Evolution is the product of change and it can occur incrementally or exponentially. The vector of evolutionary progression is bimodal, that is, proceeding with two operational modes. Species evolve and civilizations arise in the generally quiescent and stable phases of global change. Species, and civilizations, are exterminated in the short-lived transitional points between phase-states. Those distinct points within the continuum of evolutionary change were likened, by the late paleontologist Stephen Jay Gould, to punctuation marks in a sentence, and along with colleague Niles Eldridge, introduced the term ‘punctuated equilibrium’ to describe the process.
To reiterate the fundamental idea: Scientific thinking has evolved, as has our ability to perceive the world and the universe simultaneously in ever greater detail and at greater scales. Our understanding of the operating mode of planet Earth is in the midst of a revolutionary upheaval. The model of a gradual continuum of change has been superseded by one of pulsed change, that is, periods of slow, cumulative change interrupted by episodes of accelerated change – upheavals in the balance of terrestrial nature that are orders of magnitude beyond the steady-state background. Change can come slow or it can come fast – sometimes very fast.

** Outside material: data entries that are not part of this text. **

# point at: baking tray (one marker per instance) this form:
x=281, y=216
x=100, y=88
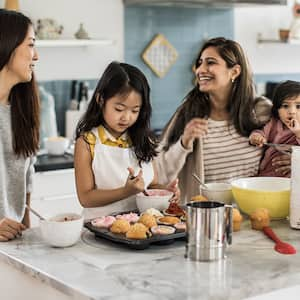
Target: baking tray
x=131, y=243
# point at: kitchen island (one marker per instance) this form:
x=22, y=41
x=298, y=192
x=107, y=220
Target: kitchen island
x=99, y=269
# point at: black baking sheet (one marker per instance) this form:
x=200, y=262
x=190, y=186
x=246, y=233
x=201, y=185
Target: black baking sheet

As we begin to comprehend the vast extent to which our planetary surface has been repeatedly remodeled by a variety of cataclysms and disasters, including biblical- scale floods, ice ages, asteroid and comet impacts, enormous volcanic eruptions and seismic events, magnetic field reversals and solar storms, for starters, and, as we begin to comprehend how frequently and how recently such events have transpired, we are moved to a considerable degree of circumspection in regards to our present situation as the dominant terrestrial species.

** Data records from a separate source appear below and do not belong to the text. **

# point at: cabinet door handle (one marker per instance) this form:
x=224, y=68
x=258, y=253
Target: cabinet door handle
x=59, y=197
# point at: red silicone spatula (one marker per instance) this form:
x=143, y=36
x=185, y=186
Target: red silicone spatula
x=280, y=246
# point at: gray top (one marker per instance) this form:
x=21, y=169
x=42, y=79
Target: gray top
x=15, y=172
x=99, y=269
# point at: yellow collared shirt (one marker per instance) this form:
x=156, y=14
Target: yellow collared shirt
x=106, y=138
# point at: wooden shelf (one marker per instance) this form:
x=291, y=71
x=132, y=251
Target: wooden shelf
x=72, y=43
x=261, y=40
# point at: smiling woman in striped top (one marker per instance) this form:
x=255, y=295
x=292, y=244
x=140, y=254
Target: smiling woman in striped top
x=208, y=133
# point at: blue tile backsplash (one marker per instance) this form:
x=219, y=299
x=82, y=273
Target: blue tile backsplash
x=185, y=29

An overwhelming mass of evidence makes it clear that humankind’s efforts at building civilization have likewise succumbed to the vicissitudes of extreme change in the natural world. And how far back this process goes we cannot say at this point. Findings of modern human skeletons are pushing the presence on Earth of modern humans back toward 200 thousand years. In that span of time, encompassing some 8000 generations of humans, numerous globally catastrophic events have occurred, and many of them have been of such magnitude that they would be fully capable of completely wiping out modern civilization were they to occur again, leaving the human race to climb laboriously back out of a new stone age.
Has this happened before? And, if so, how many times?
A strong circumstantial case can be made for the presence on this planet of an ancient civilization of considerable scientific advancement – one whose existence has otherwise been erased from the planetary landscape. There are anomalies in early history and prehistory that defy rational explanation without allowing for a sophisticated scientific understanding of the world and nature on the part of someone whose identity has now been forgotten. There are scattered remains of infrastructure all over the Earth that preserve some measure of this knowledge and by virtue of their vast scale, would obviously have required massive social organization in their undertaking. Conventional models of history and prehistory cannot account for the existence of this evidence, which not only spans the geographical extent of the globe but ranges over vast spans of time measured in millennia.
The rise and decline of previous civilizations, known and unknown, contain lessons of profound importance for modern efforts to build a sustainable civilization.
The problem we face, however, is crystal clear and was summed-up well by the 19th century philosopher, biologist and anthropologist, Herbert Spencer, when he wrote:
“The degree of public concern and anxiety about a social problem or phenomenon varies inversely as to its real or actual incidence.”